The Governing Body noted the scope of the SOC and approved Part 1 for submission to NHSE and NHSI for approval and asked for the following points to be considered prior to approving subsequent related Outline Business cases (OBCs):
  • further public involvement is undertaken where appropriate
  • the OBCs continue to justify the capital requirement set out in SOC part 1
  • opportunities to accelerate the delivery of the benefits are explored
  • opportunities to further improve the income and expenditure position of proposals are explored
It is worth noting that this meeting took place during the day on a weekday so opportunities for the public to attend were clearly limited.  

*Cabinet Minutes October 24th 2016:

1.     Cabinet noted the STP submission for North West London. 

2.     Cabinet welcomed the principles adopted within the STP of prevention, out  of hospital care, dealing with the social care funding gap and the need to work across the public sector to maximise benefits from changes to the NHS and other public sector estate. 
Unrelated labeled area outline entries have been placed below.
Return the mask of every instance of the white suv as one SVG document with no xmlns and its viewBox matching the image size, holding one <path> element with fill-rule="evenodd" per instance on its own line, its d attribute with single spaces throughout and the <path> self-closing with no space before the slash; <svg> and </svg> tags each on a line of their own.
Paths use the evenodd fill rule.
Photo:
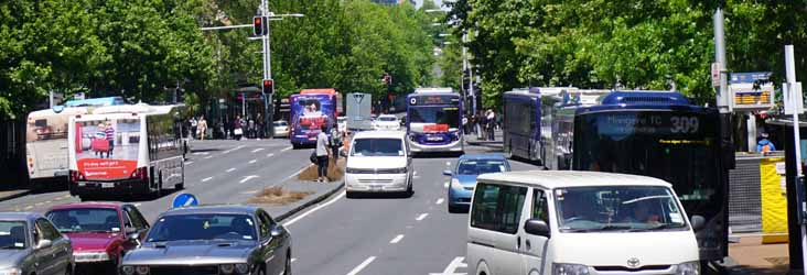
<svg viewBox="0 0 807 275">
<path fill-rule="evenodd" d="M 699 274 L 703 217 L 670 184 L 595 172 L 477 178 L 467 228 L 471 274 Z"/>
<path fill-rule="evenodd" d="M 402 193 L 411 196 L 412 158 L 406 133 L 356 133 L 345 165 L 345 189 L 351 198 L 357 193 Z"/>
</svg>

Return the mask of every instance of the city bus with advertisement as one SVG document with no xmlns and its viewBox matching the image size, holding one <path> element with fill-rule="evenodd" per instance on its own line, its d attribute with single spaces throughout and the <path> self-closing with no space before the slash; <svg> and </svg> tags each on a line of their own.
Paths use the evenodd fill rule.
<svg viewBox="0 0 807 275">
<path fill-rule="evenodd" d="M 574 110 L 595 103 L 607 92 L 574 87 L 530 87 L 505 92 L 505 155 L 537 162 L 550 169 L 569 169 Z"/>
<path fill-rule="evenodd" d="M 316 144 L 316 135 L 326 127 L 326 134 L 336 123 L 342 97 L 336 89 L 303 89 L 289 97 L 291 129 L 289 141 L 294 148 Z"/>
<path fill-rule="evenodd" d="M 728 256 L 728 178 L 720 119 L 678 92 L 614 91 L 578 108 L 572 169 L 645 175 L 672 184 L 686 212 L 706 218 L 696 232 L 701 261 Z"/>
<path fill-rule="evenodd" d="M 71 117 L 69 191 L 82 200 L 184 186 L 181 106 L 129 105 Z"/>
<path fill-rule="evenodd" d="M 120 97 L 71 100 L 64 106 L 33 111 L 25 124 L 25 167 L 32 189 L 67 184 L 67 120 L 93 108 L 122 105 Z"/>
<path fill-rule="evenodd" d="M 462 100 L 451 88 L 418 88 L 407 96 L 407 136 L 412 153 L 462 153 Z"/>
</svg>

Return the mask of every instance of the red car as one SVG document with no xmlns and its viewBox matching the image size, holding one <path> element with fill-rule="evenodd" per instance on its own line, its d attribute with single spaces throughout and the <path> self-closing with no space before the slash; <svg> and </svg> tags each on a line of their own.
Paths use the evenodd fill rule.
<svg viewBox="0 0 807 275">
<path fill-rule="evenodd" d="M 137 207 L 128 204 L 68 204 L 53 207 L 45 217 L 73 241 L 76 267 L 105 267 L 111 274 L 149 230 Z"/>
</svg>

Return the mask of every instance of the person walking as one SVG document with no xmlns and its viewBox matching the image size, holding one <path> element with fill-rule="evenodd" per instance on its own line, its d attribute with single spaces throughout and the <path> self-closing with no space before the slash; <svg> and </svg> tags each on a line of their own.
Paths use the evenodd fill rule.
<svg viewBox="0 0 807 275">
<path fill-rule="evenodd" d="M 340 147 L 342 147 L 342 133 L 340 133 L 340 128 L 334 123 L 334 125 L 331 128 L 331 154 L 333 155 L 333 162 L 336 164 L 340 160 Z"/>
<path fill-rule="evenodd" d="M 236 116 L 236 120 L 233 121 L 233 135 L 235 135 L 237 141 L 240 141 L 244 135 L 244 120 L 241 120 L 241 116 Z"/>
<path fill-rule="evenodd" d="M 204 141 L 205 135 L 207 135 L 207 121 L 205 116 L 202 116 L 198 118 L 198 139 Z"/>
<path fill-rule="evenodd" d="M 327 127 L 322 124 L 316 135 L 316 182 L 327 182 Z"/>
</svg>

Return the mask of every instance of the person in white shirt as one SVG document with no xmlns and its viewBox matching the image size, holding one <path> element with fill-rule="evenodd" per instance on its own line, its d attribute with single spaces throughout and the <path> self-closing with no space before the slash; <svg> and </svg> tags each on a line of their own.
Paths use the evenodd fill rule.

3.     Cabinet noted that the STP will need formal sign off by the end of December and that between October and December the following issues need to be clarified both within the submission and through other NHS processes, in 
 order for the council to give full support for the plan:
a.     That the IMBC on which delivery area 5 is based is released, debated and understood; 

b.     That the flow of monies from acute to out of hospital settings are clarified; 

c.      That the specification for out of hospital settings, in particular social care, are clarified
based on an agreed model of out of hospital care; 

d.     That a full risk assessment for the plan and relevant mitigations are included.